A Digital Twinning Approach to Decarbonisation: Research Challenges

Abstract

Transportation accounts for around 27% of green house gas emissions in the UK. While an obvious priority area for decarbonisation, and aligned to the UK government goal of reducing emissions by 68% for 2030, the free-market nature of the transportation sector combined with its fundamentally implicit and pervasive connections to all aspects of society and national infrastructure mean that all decarbonisation efforts to date have been siloed within a single transport sector, e.g. only considering greener aviation fuels. Truly decarbonising transport requires radical changes to the entire transport infrastructure, and since that transport does not happen in isolation, a single user often using multiple modes, we need a view over the whole transport system.

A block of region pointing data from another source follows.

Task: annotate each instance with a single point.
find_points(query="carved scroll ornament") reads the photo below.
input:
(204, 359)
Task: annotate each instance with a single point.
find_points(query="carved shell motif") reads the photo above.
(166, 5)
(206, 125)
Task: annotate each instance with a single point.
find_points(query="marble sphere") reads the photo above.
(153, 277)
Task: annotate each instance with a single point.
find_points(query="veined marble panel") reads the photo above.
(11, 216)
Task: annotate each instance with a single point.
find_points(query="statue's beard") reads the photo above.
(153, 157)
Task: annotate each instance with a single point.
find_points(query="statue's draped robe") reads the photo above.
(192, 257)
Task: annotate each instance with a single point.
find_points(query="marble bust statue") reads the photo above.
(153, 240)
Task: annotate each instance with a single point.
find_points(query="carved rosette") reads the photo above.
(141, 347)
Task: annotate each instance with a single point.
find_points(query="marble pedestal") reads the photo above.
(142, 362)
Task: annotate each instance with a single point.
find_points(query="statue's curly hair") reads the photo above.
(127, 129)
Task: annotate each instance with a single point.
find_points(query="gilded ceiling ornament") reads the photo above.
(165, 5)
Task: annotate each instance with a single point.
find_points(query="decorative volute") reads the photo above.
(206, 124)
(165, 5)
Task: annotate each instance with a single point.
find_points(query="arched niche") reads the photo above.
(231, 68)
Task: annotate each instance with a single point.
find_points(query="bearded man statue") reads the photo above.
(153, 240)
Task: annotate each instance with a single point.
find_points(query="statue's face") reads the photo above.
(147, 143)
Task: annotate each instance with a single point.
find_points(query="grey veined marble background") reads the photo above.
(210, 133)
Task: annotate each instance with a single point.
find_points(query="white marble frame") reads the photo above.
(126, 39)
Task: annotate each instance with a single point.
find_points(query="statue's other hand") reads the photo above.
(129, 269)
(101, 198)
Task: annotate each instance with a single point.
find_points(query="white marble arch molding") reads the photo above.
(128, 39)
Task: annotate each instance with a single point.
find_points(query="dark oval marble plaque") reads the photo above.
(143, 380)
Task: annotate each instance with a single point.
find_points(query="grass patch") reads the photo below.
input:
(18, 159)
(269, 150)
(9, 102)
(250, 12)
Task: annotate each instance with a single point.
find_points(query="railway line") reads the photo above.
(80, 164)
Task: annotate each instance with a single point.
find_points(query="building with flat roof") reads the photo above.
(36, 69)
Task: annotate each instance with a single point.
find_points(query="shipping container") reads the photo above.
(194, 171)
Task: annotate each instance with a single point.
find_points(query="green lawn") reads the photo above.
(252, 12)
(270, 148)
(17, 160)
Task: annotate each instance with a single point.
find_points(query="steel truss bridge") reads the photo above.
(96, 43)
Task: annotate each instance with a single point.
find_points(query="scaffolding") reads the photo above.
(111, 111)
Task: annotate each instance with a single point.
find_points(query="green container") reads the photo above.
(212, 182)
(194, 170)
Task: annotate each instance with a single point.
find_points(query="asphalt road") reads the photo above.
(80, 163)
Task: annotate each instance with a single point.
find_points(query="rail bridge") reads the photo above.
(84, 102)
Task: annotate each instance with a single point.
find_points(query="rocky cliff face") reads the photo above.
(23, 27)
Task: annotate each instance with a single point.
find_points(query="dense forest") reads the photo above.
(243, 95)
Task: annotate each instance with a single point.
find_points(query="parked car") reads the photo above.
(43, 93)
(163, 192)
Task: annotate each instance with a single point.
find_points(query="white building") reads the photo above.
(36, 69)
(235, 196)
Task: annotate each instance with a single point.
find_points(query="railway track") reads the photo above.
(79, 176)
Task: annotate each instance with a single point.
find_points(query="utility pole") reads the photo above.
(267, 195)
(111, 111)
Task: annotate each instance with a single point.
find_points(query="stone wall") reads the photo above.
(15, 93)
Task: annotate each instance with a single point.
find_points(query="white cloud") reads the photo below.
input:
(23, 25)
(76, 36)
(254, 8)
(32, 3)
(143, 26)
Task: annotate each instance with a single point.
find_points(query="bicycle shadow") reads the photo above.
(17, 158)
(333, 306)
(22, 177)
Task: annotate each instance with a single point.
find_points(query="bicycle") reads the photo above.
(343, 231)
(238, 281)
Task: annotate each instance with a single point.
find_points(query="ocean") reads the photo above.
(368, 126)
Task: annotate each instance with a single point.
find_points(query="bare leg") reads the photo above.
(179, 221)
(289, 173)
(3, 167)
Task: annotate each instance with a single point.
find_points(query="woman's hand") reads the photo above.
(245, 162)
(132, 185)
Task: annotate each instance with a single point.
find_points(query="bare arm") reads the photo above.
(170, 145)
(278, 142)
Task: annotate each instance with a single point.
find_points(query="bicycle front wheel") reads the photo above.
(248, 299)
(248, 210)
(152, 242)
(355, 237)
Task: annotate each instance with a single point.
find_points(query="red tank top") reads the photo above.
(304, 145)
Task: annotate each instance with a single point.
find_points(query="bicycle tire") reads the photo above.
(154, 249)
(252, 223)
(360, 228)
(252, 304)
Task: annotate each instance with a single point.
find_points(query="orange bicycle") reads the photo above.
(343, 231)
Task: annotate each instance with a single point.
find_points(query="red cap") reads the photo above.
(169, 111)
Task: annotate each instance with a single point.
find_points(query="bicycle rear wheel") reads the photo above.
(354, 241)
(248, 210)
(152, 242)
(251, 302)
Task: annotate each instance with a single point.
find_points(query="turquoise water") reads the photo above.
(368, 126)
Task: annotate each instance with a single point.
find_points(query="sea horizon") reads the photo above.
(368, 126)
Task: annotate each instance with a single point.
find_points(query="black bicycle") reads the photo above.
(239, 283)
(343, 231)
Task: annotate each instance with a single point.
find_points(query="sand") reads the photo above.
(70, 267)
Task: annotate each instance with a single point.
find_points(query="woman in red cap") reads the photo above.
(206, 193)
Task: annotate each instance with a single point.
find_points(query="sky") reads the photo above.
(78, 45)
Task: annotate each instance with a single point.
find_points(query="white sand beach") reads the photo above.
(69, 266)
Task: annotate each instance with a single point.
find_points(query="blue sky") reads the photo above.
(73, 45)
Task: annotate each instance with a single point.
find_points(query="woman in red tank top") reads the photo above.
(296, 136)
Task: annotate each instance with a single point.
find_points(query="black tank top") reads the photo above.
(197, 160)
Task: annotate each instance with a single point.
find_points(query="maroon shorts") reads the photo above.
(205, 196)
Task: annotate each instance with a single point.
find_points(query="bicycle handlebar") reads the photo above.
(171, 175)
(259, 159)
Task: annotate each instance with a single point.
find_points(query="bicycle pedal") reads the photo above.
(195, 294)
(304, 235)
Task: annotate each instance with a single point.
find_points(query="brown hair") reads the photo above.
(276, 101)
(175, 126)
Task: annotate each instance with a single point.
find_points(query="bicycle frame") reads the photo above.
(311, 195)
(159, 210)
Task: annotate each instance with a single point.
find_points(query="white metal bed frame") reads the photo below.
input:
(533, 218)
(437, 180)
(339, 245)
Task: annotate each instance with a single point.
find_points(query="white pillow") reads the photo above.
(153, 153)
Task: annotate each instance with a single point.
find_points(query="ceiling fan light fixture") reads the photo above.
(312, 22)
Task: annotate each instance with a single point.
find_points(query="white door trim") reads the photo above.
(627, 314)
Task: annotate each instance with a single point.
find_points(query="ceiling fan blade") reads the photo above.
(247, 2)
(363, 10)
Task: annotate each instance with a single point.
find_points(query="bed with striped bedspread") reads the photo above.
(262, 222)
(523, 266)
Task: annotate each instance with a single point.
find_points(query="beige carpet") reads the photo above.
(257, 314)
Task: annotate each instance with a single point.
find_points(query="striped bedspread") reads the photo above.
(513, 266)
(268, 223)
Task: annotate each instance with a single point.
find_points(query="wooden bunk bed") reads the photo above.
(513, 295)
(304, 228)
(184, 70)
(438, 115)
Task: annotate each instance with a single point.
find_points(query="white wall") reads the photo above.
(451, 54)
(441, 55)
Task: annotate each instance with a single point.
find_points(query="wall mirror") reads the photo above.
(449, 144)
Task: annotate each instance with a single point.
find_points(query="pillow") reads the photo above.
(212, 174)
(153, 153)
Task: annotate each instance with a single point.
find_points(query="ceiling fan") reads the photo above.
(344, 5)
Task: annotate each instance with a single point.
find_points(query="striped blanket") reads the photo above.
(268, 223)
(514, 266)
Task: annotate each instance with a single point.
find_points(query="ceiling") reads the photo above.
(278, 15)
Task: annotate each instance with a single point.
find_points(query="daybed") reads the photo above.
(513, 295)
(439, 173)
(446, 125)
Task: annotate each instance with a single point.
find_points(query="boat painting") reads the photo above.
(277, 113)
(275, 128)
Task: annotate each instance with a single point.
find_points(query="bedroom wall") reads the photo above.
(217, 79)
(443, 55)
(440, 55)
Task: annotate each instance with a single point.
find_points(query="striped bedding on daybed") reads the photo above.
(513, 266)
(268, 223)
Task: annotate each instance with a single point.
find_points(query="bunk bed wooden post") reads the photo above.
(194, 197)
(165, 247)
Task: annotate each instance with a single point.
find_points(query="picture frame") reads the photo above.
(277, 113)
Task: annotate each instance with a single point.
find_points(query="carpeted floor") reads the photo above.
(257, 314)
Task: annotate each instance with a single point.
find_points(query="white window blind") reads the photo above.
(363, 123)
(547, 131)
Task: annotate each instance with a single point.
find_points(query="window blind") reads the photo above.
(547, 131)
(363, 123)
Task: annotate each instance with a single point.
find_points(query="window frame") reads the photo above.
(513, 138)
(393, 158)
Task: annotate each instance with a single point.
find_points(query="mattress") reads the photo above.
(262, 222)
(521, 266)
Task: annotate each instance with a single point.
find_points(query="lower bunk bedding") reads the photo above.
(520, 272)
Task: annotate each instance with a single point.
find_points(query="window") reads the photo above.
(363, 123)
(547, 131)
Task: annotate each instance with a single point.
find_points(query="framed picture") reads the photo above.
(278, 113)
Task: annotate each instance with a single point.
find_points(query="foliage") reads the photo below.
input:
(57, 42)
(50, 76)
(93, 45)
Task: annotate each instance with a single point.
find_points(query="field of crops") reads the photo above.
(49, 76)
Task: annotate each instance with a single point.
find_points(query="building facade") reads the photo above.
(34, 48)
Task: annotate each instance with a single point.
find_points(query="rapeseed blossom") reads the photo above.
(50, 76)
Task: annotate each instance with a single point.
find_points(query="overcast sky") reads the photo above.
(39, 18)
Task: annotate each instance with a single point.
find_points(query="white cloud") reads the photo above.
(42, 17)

The first step to solving a problem is to understand it. As a result of the fragmented nature of the transportation sector, there is currently no system level view. Without the ability to monitor even adjacent transport domains, the ability for people or organisations to (dynamically) adapt their operations for decarbonisation outcomes is unrealistic. As transportation is a complex social-technoeconomic system, information and knowledge sharing is a must to be able to understand and explore potential solutions to the decarbonisation challenge.

We believe a Federated Digital Twinning Approach has the potential to tackle transport decarbonisation problems, and, in this extended abstract, we give an overview of the research required to tackle the fundamental challenges around digital twin design, generation, validation and verification.